Na verdade, o desafio reuniu três grandes atores no campo da sustentabilidade. E que fizeram suas apostas, pois é disso que se trata em última instância, na medida em que sobre o futuro pouco sabemos.
Do lado dos que acreditam ser possível conciliar o irreconciliável (crescimento contínuo e preservação ambiental) duas vertentes se posicionaram: os tecnicistas, que acreditam ser possível desenvolver tecnologias para resolver os problemas produzidos pela crise ecológica, também denominados de aceleracionistas (The singularity is near, de Ray Kurzweil) e os defensores do desenvolvimento sustentável, que acreditam nos acordos políticos (nunca cumpridos, pois não obrigatórios como o de Paris e, segundo os especialistas, sem chance de ter sucesso, como ocorreu com o Tratado de Kioto) e na intervenção estatal (adoção de políticas de inibição da produção mais poluente, e estímulo a práticas mais harmônicas com a natureza, como as energias renováveis). E, alguns, na boa vontade dos empresários, com crescente consciência dos limites da natureza.
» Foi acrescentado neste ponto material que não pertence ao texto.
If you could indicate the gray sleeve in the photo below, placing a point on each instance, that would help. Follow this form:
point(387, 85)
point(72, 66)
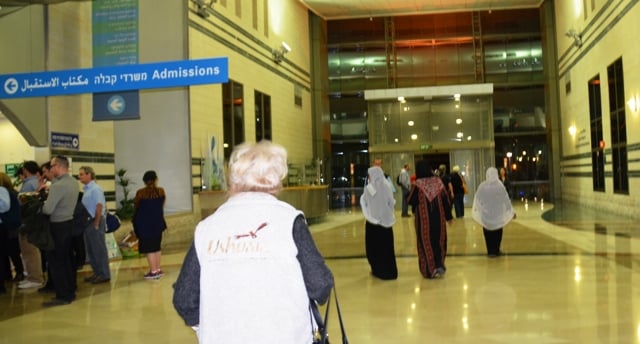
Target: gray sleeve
point(317, 276)
point(186, 290)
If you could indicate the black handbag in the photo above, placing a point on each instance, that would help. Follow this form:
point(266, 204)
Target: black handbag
point(320, 334)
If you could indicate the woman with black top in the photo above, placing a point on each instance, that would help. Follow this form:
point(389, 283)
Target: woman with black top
point(149, 223)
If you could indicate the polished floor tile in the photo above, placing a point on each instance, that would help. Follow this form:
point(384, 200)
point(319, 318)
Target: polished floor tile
point(571, 281)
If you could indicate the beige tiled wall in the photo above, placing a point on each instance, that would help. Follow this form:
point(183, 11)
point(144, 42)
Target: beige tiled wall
point(604, 41)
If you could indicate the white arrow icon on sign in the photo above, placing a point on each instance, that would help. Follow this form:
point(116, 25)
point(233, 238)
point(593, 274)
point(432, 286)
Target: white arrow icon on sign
point(116, 105)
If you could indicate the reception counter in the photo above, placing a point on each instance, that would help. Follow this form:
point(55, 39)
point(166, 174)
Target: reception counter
point(312, 200)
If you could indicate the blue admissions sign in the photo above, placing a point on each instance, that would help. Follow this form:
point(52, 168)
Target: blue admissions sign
point(116, 78)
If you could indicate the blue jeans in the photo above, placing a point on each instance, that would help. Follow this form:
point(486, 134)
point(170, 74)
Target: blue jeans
point(97, 249)
point(405, 205)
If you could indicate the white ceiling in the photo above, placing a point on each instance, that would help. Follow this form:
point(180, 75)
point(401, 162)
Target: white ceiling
point(343, 9)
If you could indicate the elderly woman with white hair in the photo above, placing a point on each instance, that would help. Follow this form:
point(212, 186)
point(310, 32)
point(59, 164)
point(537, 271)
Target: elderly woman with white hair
point(253, 266)
point(493, 210)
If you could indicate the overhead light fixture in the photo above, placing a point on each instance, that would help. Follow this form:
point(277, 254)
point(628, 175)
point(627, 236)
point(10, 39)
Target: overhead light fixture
point(577, 37)
point(203, 7)
point(278, 53)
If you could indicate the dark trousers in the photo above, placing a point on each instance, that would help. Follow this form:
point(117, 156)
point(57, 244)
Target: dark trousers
point(61, 266)
point(405, 205)
point(13, 249)
point(4, 258)
point(78, 248)
point(492, 238)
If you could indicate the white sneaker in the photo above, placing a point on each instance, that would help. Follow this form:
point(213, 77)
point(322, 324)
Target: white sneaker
point(29, 284)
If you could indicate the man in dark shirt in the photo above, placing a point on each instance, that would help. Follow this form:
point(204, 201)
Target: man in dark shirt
point(60, 204)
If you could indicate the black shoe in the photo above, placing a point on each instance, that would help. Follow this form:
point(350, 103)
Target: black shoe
point(46, 290)
point(100, 279)
point(55, 302)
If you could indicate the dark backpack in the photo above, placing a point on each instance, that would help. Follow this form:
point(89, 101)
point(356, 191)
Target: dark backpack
point(11, 219)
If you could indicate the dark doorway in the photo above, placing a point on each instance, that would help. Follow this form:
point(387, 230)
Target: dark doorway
point(434, 159)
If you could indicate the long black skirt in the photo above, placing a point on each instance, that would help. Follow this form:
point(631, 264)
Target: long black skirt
point(380, 251)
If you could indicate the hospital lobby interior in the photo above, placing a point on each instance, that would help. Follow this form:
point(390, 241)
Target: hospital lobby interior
point(547, 89)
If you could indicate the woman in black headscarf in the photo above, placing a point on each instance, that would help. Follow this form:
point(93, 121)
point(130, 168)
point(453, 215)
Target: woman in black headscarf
point(432, 208)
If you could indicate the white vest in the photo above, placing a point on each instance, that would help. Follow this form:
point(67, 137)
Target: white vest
point(251, 285)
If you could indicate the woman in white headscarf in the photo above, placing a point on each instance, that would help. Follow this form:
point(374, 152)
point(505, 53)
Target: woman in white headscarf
point(493, 210)
point(377, 206)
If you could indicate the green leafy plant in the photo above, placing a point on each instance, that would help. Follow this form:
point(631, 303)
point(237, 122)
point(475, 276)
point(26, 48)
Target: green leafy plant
point(126, 209)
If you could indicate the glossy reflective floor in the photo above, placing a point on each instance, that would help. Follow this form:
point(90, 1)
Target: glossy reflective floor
point(570, 282)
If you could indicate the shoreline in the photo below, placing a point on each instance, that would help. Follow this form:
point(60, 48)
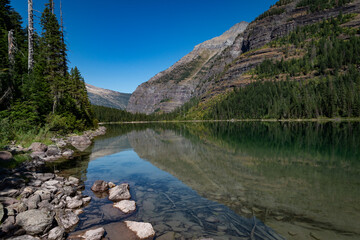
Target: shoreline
point(320, 120)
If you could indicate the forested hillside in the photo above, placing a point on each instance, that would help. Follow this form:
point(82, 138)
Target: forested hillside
point(44, 94)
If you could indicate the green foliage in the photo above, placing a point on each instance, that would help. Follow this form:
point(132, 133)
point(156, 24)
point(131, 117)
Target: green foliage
point(319, 5)
point(271, 12)
point(327, 97)
point(46, 98)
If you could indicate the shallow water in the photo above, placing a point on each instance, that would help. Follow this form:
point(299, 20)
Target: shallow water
point(220, 180)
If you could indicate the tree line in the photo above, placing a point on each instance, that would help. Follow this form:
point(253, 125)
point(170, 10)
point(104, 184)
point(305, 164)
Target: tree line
point(46, 94)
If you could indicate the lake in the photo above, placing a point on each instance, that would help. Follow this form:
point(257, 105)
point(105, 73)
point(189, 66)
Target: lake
point(228, 180)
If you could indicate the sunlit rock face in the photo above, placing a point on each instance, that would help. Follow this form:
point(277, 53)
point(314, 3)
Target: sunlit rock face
point(173, 87)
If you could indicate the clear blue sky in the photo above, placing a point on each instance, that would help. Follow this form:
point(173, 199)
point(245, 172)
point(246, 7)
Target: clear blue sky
point(119, 44)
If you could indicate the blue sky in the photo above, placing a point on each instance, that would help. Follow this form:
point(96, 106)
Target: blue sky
point(119, 44)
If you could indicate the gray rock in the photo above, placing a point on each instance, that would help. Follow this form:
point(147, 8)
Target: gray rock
point(38, 147)
point(100, 186)
point(73, 202)
point(126, 206)
point(142, 230)
point(5, 156)
point(120, 192)
point(53, 150)
point(68, 154)
point(44, 194)
point(44, 176)
point(56, 233)
point(32, 202)
point(24, 237)
point(66, 220)
point(35, 221)
point(1, 212)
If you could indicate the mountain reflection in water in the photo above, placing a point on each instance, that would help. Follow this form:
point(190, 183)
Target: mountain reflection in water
point(301, 179)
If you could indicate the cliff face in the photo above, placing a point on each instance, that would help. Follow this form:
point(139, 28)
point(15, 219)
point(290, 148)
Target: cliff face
point(176, 85)
point(107, 98)
point(217, 66)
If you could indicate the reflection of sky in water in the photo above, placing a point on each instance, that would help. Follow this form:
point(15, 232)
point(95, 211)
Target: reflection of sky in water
point(163, 201)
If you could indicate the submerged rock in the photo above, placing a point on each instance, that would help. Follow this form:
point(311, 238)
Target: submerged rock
point(5, 156)
point(120, 192)
point(100, 186)
point(126, 206)
point(35, 221)
point(66, 220)
point(144, 231)
point(38, 147)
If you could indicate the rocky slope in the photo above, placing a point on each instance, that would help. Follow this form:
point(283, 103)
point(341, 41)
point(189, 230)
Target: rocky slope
point(176, 85)
point(107, 98)
point(204, 74)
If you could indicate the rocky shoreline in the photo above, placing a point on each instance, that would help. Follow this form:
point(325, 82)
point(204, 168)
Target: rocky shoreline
point(37, 205)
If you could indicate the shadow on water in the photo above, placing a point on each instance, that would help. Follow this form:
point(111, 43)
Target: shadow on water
point(301, 179)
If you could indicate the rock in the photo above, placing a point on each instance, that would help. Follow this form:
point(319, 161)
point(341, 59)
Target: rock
point(1, 212)
point(80, 142)
point(120, 192)
point(44, 176)
point(24, 237)
point(35, 221)
point(66, 220)
point(167, 236)
point(38, 147)
point(144, 231)
point(68, 154)
point(73, 202)
point(6, 156)
point(126, 206)
point(73, 180)
point(69, 191)
point(32, 202)
point(56, 233)
point(100, 186)
point(86, 200)
point(44, 194)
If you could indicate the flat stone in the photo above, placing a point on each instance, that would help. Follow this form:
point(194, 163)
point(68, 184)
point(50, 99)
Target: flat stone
point(120, 192)
point(6, 156)
point(126, 206)
point(66, 220)
point(73, 202)
point(24, 237)
point(100, 186)
point(56, 233)
point(144, 231)
point(35, 221)
point(38, 147)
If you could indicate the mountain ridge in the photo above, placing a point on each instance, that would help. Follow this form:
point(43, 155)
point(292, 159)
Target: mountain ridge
point(107, 98)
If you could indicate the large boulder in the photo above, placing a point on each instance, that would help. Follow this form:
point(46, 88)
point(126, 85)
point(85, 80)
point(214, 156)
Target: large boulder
point(5, 156)
point(92, 234)
point(120, 192)
point(35, 221)
point(126, 206)
point(38, 147)
point(144, 231)
point(100, 186)
point(66, 219)
point(56, 233)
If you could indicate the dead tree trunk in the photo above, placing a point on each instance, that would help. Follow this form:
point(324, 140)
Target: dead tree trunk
point(30, 35)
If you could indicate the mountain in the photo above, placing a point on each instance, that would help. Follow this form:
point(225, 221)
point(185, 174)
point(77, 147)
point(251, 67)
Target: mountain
point(173, 87)
point(107, 98)
point(206, 73)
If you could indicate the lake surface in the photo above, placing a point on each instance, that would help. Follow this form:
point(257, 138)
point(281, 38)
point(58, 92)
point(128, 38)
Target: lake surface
point(229, 180)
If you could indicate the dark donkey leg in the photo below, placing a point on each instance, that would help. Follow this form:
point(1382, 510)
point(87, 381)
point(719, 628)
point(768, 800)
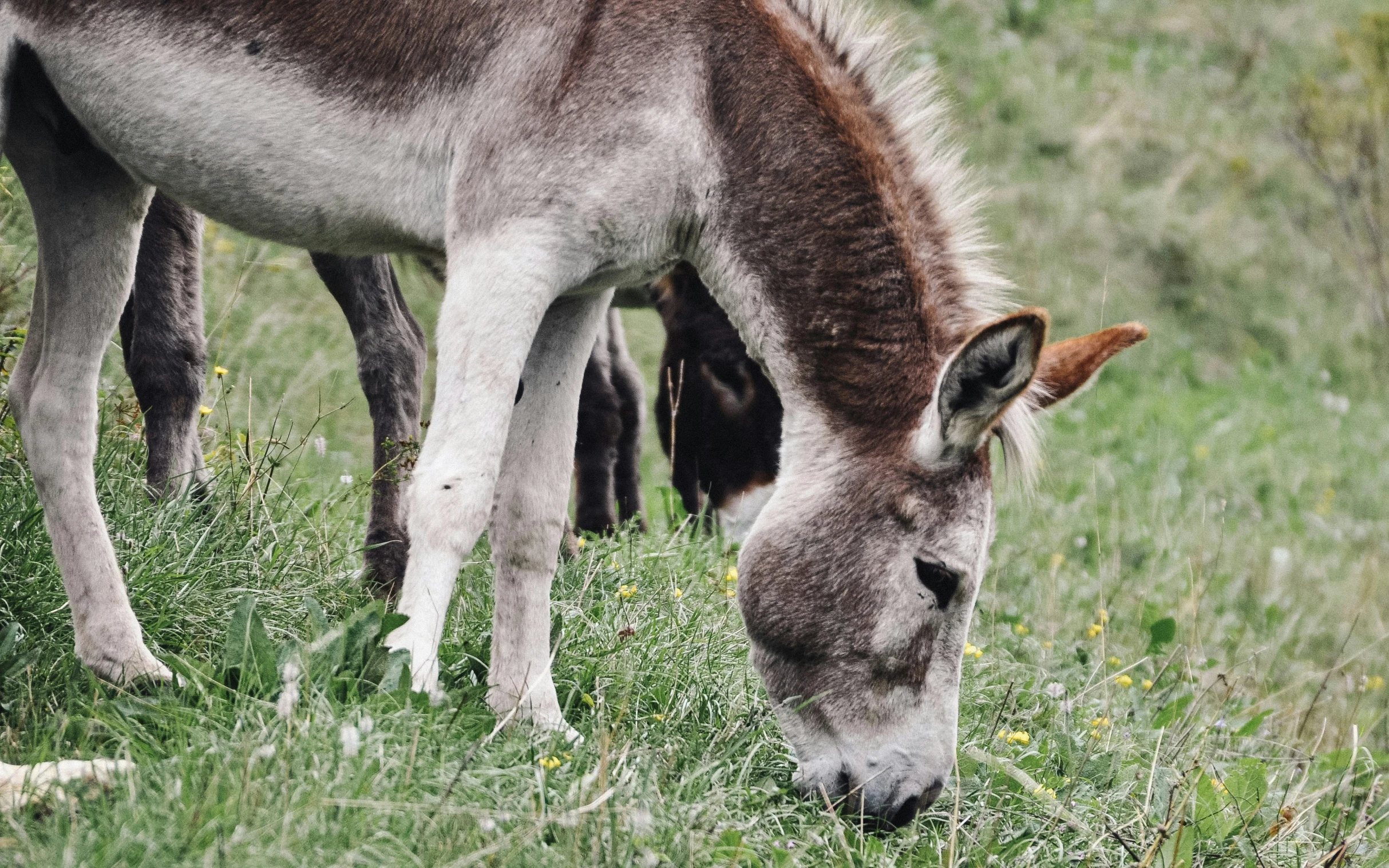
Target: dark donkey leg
point(627, 382)
point(161, 339)
point(391, 366)
point(596, 447)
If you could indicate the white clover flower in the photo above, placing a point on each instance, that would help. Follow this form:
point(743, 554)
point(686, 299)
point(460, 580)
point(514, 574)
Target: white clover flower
point(352, 739)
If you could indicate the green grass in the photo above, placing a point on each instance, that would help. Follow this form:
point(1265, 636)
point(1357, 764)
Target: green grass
point(1228, 474)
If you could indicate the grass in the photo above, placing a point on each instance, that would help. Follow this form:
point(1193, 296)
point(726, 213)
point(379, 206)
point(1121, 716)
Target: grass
point(1228, 475)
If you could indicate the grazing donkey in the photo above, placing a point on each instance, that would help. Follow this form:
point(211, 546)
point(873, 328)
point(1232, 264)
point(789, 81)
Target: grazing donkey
point(166, 358)
point(552, 152)
point(724, 435)
point(609, 449)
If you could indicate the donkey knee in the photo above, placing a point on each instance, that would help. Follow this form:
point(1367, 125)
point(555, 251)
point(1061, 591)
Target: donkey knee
point(445, 513)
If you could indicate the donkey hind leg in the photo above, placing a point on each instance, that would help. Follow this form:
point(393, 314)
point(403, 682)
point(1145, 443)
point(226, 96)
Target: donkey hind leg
point(498, 294)
point(166, 352)
point(528, 517)
point(88, 216)
point(596, 447)
point(627, 382)
point(391, 366)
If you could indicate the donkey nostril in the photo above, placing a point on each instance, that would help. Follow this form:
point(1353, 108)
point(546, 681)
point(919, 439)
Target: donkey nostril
point(906, 813)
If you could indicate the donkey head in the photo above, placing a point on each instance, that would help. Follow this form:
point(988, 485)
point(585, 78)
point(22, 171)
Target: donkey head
point(863, 570)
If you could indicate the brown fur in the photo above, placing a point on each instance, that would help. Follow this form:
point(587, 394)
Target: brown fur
point(1069, 364)
point(728, 421)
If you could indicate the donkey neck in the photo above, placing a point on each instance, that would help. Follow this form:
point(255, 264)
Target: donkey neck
point(824, 242)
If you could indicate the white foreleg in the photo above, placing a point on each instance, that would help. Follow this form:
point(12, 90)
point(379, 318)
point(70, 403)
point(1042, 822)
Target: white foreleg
point(88, 216)
point(498, 294)
point(528, 518)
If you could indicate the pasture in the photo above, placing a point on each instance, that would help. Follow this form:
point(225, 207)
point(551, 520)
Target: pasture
point(1178, 656)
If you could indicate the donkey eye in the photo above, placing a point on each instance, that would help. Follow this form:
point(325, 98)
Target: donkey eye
point(938, 580)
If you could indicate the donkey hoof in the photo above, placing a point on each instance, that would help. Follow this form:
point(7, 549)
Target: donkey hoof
point(138, 668)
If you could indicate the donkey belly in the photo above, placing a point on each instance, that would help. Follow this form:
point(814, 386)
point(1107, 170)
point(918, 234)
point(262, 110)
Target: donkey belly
point(258, 150)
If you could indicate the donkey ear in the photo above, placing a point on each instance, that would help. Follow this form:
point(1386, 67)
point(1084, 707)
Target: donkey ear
point(978, 384)
point(1069, 364)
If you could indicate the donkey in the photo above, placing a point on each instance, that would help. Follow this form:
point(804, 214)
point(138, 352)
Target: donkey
point(552, 152)
point(166, 358)
point(609, 449)
point(717, 414)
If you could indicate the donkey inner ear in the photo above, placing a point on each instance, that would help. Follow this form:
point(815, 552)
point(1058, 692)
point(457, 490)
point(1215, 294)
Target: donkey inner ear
point(1069, 364)
point(988, 374)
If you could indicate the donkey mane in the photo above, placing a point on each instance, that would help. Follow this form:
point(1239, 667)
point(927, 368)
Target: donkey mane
point(919, 114)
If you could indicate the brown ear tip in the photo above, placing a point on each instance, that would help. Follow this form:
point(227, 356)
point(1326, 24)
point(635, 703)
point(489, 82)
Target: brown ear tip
point(1135, 331)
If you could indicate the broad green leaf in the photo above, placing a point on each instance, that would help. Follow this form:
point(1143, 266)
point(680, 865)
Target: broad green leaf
point(248, 656)
point(391, 623)
point(1160, 634)
point(1248, 784)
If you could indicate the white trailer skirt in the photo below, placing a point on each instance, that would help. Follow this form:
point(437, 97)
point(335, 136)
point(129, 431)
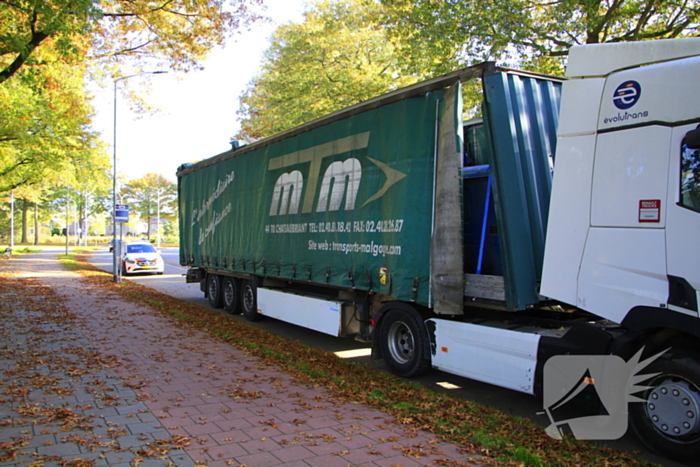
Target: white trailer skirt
point(313, 313)
point(497, 356)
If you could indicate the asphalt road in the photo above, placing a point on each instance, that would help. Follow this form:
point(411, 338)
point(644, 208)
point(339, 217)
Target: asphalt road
point(172, 282)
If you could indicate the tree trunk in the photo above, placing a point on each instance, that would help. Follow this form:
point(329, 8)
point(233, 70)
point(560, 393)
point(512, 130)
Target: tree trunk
point(25, 226)
point(36, 223)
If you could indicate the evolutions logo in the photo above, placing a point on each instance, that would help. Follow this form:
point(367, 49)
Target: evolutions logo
point(625, 97)
point(627, 94)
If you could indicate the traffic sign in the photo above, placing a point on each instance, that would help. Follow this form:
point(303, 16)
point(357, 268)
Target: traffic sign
point(121, 212)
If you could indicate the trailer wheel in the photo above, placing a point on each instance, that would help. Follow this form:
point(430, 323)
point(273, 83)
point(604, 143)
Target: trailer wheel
point(669, 421)
point(214, 291)
point(403, 340)
point(230, 295)
point(249, 302)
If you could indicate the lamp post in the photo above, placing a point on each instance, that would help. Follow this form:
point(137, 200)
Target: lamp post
point(115, 261)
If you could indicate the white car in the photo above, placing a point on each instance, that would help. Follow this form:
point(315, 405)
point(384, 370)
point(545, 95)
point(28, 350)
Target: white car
point(141, 257)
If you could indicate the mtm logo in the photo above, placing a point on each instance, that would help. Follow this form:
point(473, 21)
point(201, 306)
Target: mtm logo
point(341, 180)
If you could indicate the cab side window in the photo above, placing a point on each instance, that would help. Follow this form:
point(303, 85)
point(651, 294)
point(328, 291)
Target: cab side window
point(690, 177)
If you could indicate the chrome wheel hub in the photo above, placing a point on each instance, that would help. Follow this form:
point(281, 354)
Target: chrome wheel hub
point(674, 408)
point(401, 342)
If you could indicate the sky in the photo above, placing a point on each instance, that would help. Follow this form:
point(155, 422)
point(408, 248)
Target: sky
point(196, 115)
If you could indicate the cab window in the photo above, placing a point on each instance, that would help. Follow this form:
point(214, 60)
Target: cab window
point(690, 177)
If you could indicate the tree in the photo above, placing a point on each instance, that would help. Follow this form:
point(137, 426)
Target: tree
point(338, 56)
point(533, 33)
point(44, 126)
point(175, 32)
point(150, 195)
point(48, 48)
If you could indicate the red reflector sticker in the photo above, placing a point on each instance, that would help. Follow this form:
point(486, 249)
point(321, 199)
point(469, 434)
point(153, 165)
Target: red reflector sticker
point(649, 210)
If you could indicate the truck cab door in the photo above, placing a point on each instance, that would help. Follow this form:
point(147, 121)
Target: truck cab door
point(683, 220)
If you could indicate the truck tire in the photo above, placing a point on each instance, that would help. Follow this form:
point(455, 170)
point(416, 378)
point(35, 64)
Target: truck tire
point(403, 341)
point(249, 301)
point(214, 291)
point(230, 295)
point(669, 421)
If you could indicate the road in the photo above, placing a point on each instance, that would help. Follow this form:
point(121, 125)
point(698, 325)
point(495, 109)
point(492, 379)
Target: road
point(172, 282)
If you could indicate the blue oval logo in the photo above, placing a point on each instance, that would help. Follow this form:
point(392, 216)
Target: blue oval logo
point(627, 94)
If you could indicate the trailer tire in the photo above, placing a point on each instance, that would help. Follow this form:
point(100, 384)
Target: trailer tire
point(230, 295)
point(249, 301)
point(675, 394)
point(402, 341)
point(214, 291)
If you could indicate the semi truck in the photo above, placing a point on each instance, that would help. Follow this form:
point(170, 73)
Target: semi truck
point(562, 223)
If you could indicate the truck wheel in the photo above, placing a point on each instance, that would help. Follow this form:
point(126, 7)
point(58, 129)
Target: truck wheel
point(249, 302)
point(669, 421)
point(403, 340)
point(214, 291)
point(230, 295)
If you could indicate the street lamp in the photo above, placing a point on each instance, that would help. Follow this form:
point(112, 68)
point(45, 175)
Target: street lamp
point(115, 262)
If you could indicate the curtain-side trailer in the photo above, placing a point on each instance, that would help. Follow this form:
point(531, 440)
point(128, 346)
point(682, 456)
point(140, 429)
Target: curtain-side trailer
point(564, 222)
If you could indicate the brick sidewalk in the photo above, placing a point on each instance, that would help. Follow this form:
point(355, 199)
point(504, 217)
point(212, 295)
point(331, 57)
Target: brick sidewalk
point(142, 385)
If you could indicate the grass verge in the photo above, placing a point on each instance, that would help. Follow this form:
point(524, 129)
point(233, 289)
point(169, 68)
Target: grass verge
point(497, 437)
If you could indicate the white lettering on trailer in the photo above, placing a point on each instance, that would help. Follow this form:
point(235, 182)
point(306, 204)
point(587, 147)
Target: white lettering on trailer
point(221, 185)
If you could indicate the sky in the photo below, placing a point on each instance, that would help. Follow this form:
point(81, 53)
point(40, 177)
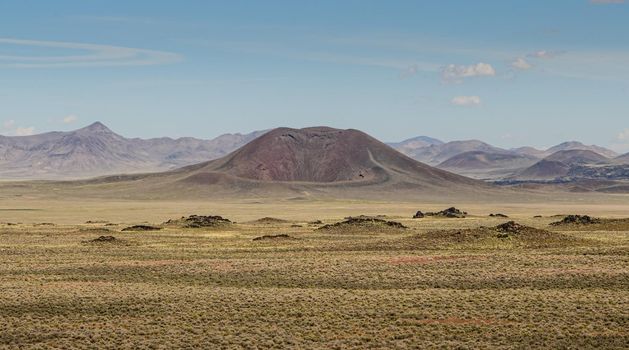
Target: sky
point(508, 72)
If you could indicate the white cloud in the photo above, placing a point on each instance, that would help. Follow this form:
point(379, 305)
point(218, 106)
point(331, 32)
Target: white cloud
point(457, 73)
point(521, 64)
point(94, 56)
point(20, 131)
point(409, 71)
point(69, 119)
point(466, 101)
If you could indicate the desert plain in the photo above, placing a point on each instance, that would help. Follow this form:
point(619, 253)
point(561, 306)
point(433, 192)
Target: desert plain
point(273, 278)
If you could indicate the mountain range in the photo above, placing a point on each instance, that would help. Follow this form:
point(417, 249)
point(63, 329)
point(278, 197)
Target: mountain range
point(95, 150)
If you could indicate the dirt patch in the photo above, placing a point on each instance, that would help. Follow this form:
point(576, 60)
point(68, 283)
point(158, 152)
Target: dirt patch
point(100, 230)
point(421, 260)
point(141, 228)
point(280, 237)
point(45, 224)
point(97, 222)
point(200, 221)
point(453, 321)
point(418, 215)
point(576, 220)
point(363, 223)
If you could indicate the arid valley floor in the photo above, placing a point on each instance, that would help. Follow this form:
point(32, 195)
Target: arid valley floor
point(353, 287)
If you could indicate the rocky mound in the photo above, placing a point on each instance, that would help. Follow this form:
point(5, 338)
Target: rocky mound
point(363, 224)
point(141, 228)
point(269, 221)
point(451, 212)
point(576, 220)
point(199, 221)
point(282, 236)
point(104, 239)
point(507, 235)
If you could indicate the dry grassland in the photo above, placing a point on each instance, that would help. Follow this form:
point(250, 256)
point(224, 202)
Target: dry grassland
point(220, 288)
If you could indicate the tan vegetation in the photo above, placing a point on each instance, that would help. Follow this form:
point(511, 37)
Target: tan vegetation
point(64, 286)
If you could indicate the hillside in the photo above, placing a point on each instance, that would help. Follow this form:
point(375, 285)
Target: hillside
point(96, 150)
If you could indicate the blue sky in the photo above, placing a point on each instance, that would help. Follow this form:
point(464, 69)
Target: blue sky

A trajetória histórica do desenvolvimento sustentável, contudo, não é das mais gloriosas. É uma história de pequenos avanços e persistência no fracasso. A situação ambiental hoje é pior do que há cinquenta anos atrás. Sérgio Buarque reconhece isso[6], mas acredita que o caminho, que até agora não conseguiu melhorar realmente a situação, apesar dos avanços, dever ser mantido.
Uma e outra vertente são possuídas pelo que os convivialistas denominam de Ubris (Second Manifeste Convivialiste. Pour un monde post-néolibéral, 2020). Ou seja, o sentimento de arrogância e desmantelo que não reconhece os limites do crescimento econômico e sua irracionalidade. Falta de comedimento.[7]
Porém, os defensores do desenvolvimento sustentável, como meu amigo Sérgio Buarque e tantos outros, acreditam que é possível “orientar a sustentabilidade do desenvolvimento submetendo a economia a padrões compatíveis com o meio ambiente”, pois, afinal é “indispensável elevar a renda dos países pobres”. Da segunda afirmação não há quem discorde, embora prefira acentuar o acesso a bens e serviços indispensáveis a uma vida digna. Afinal, todos os humanos têm igual direito a uma vida digna, mas o caminho preconizado não pode ser o da destruição da natureza, como tem sido até agora.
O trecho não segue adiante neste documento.